Profits lift for New Zealand’s biggest steel distributor
Steel and Tube, New Zealand’s biggest steel distributor, posted sales of $502 million for the year ending June 2015, with after-tax profits up by 20 percent to $21.4 million.
“It’s been a significant year for S&T,” CEO Dave Taylor told shareholders at the Company’s Annual Meeting. “We have focused our efforts on enhancing efficiency and strengthening our core business.”

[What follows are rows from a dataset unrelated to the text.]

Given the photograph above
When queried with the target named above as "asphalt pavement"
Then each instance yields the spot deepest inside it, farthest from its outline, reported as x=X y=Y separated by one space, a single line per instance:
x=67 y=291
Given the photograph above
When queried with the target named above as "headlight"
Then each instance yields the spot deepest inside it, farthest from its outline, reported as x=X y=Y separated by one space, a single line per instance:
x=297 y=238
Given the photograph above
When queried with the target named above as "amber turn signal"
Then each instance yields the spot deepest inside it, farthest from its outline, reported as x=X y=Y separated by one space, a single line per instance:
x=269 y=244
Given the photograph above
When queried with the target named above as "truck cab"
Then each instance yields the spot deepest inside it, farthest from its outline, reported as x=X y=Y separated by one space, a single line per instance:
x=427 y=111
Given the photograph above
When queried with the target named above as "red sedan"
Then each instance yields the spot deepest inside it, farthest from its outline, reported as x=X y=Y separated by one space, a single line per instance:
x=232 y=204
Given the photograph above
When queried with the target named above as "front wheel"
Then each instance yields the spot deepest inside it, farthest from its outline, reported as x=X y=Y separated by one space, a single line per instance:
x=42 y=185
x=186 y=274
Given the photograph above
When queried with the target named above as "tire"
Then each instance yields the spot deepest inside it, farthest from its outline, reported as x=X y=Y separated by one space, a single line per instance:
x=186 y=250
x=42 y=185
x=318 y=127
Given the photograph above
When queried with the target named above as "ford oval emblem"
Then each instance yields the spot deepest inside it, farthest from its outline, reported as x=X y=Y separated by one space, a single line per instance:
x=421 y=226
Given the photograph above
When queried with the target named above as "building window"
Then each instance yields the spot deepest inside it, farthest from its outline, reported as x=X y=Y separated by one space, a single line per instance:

S&T has recently opened three purpose-built facilities: two in Auckland (an area that presents around one-third of domestic steel demand) at Savill Drive and Highbrook, and one in Palmerston North. Their completion marks a key milestone in S&T’s extensive $30-million One Company reinvigoration programme, putting it at the forefront of New Zealand’s steel distribution and processing sector, says the company.
In August and September the S&T announced the acquisition of MSL, distributors of Fortress Fasteners, and large bore polyethylene pipe companies, Aquaduct and Bosch.
Board Chairman Sir John Anderson said the acquisitions will take S&T into new and exciting territory as well as helping to off-set volatility in the commercial steel market, and a moderating New Zealand economy.
During his speech to investors, Taylor warned that increasing low-priced steel exports and imported prefabricated steel was putting New Zealand’s steel industry under pressure, adding: “Finished steel prices are now at their lowest level for almost 13 years.
“Chinese exports have increased by 38 percent in the year ending September 2015 and will likely exceed 100 million tonnes this year. Putting this into perspective, New Zealand’s demand across all steel products is less than one million tonnes a year.”
Taylor pointed out that many jurisdictions have introduced anti-dumping legislation to help protect their steel industries, increasing the focus on those countries where such actions are not being pursued, such as New Zealand. He cited the recent number of steel mill closures in the UK and the activities of BlueScope in Australasia as examples of the impact that low-priced exports is having on global steel manufacturing.
“What’s not appreciated is that these lower steel prices have a significant impact on distribution margins, too. With the decrease in steel prices over the past three years, New Zealand’s entire steel distribution profitability is estimated to have reduced by $45 million compared to three years ago.” The issue, he said, had accelerated in the past 12 months, impacting the second half of the 2015 fiscal year.
Looking towards this full-year’s results, the profit impact will be off-set by the acquisitions. Notwithstanding this, continuing global steel dynamics mean the first half results are likely to be lower than December 2014.